Dans un arrêt du 13 septembre 2017, la Cour de cassation avait introduit une exception à l’abandon de sa jurisprudence sur le préjudice nécessaire sur le fondement de l’article L. 1235-5 dans sa rédaction antérieure à l’ordonnance 2017-1387 du 22 septembre 2017. Elle reconnaissait l’existence d’un préjudice nécessairement constitué en cas de licenciement sans cause réelle et sérieuse : « la perte injustifiée de son emploi par le salarié lui cause un préjudice dont il appartient au juge d’apprécier l’étendue ». (Cass. soc. 13 septembre 2017 n° 16-13.578).

 Cependant, depuis l’entrée en vigueur d’un barème d’indemnisation pour les salariés comptant au moins un an d’ancienneté, cette solution ne conserve d’intérêt que pour les salariés dont l’ancienneté est inférieure à un an.

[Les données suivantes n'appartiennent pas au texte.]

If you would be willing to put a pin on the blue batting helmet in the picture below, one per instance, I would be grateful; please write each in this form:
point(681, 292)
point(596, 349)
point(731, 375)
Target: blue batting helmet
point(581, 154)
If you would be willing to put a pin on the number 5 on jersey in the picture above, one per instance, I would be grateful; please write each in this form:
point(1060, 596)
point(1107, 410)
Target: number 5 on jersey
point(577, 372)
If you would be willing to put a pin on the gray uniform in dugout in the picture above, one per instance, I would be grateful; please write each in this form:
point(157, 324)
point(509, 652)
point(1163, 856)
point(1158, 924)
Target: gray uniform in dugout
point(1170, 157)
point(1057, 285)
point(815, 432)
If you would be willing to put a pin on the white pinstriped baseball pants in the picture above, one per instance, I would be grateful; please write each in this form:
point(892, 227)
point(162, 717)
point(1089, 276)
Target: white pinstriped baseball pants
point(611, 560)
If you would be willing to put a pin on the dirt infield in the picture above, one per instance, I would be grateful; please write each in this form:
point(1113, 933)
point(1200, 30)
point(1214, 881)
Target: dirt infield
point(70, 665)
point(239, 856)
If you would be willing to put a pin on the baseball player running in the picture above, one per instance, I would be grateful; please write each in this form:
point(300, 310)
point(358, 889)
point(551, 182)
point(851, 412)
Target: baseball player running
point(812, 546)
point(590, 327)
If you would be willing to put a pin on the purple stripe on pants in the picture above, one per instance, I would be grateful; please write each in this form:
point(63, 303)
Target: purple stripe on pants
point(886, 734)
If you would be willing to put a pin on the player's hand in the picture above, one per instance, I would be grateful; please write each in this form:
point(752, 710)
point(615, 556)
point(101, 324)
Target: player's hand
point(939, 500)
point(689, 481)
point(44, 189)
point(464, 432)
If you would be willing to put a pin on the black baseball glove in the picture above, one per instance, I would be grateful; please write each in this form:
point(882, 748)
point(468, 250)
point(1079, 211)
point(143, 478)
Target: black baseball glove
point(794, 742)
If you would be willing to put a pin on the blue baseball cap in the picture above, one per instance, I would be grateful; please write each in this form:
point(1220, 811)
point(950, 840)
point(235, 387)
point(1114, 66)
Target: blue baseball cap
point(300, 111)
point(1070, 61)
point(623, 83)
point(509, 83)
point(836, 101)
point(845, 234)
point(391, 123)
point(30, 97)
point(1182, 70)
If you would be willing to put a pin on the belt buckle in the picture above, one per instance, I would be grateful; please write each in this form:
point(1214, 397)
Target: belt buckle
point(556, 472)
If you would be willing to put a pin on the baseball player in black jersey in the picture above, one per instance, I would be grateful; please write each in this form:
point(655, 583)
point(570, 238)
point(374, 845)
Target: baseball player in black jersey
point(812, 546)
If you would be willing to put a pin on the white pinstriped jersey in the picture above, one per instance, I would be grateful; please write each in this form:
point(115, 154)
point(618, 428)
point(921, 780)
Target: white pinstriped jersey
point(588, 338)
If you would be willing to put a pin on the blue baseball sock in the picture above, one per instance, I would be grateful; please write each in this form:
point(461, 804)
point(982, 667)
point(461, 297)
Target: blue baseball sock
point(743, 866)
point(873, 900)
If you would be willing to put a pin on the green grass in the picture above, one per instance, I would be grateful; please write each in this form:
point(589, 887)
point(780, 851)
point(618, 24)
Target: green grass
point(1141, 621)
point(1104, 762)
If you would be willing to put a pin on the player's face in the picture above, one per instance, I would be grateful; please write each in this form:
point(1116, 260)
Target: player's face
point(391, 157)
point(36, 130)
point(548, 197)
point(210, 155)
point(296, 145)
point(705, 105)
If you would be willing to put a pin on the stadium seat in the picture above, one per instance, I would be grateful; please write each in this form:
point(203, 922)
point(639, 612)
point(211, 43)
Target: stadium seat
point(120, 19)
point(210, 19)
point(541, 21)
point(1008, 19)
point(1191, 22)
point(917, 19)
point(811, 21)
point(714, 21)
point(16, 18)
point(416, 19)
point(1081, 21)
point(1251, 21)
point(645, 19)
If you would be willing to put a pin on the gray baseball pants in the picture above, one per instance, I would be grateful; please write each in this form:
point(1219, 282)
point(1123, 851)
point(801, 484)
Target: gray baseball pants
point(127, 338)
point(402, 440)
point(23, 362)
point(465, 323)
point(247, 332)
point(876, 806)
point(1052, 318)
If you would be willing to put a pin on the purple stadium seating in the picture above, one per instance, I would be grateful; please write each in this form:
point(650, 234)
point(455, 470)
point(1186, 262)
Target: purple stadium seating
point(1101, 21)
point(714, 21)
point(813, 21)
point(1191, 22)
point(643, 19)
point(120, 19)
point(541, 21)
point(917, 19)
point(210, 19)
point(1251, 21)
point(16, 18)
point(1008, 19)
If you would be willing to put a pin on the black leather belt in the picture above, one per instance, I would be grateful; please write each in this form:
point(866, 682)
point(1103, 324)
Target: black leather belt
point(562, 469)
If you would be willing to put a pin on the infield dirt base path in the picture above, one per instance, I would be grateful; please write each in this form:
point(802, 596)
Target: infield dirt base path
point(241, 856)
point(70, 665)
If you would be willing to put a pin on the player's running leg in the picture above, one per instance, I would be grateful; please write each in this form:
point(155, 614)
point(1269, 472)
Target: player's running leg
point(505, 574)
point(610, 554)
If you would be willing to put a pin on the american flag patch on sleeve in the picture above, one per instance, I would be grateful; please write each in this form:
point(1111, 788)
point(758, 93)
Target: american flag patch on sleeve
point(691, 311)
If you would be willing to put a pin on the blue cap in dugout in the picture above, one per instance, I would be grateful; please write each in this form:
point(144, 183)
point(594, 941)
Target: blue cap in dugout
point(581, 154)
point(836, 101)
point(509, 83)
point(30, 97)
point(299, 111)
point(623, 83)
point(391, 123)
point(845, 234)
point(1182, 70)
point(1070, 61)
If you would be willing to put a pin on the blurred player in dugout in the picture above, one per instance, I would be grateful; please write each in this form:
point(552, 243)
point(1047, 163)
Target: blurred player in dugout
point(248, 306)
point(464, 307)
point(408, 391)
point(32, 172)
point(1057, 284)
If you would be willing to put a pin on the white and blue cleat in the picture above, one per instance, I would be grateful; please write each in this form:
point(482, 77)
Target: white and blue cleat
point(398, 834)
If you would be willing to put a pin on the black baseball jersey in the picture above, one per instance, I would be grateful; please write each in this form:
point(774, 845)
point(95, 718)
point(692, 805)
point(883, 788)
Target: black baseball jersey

Par cet arrêt du 17 octobre 2018, la Cour de cassation pose une nouvelle exception à sa position de principe prise en 2016 dans le cas d’une carence irrégulière d’IRP constatée à l’occasion de la mise en œuvre d’une procédure de licenciement économique.

Elle affirme clairement que lorsque l’employeur met en œuvre une procédure de licenciement pour motif économique, sans avoir mis en place d’institutions représentatives du personnel, ni établi un procès-verbal de carence, les salariés en subissent nécessairement un préjudice leur ouvrant droit à l’indemnité minimale d’un mois de salaire prévue par le Code du travail (art. L.1235-15 alinéa 2 du Code du travail).

Cette carence de l’employeur causait nécessairement un préjudice aux salariés du fait de la privation d’un droit d’être représenté et défendu par des représentants du personnel, droit garanti par la Constitution et les textes européens.

En revanche, lorsque l’employeur a mis en place les instances représentatives du personnel mais qu’il n’a pas respecté la procédure de consultation, il appartient toujours au salarié d’apporter la preuve de l’existence du préjudice subi (Cass. Soc. 14 juin 2017, n°16-16.001).

En pratique, il convient bien évidemment de s’assurer de la régularité des IRP mises en place dans l’entreprise avant d’engager toute procédure de licenciement pour motif économique collectif.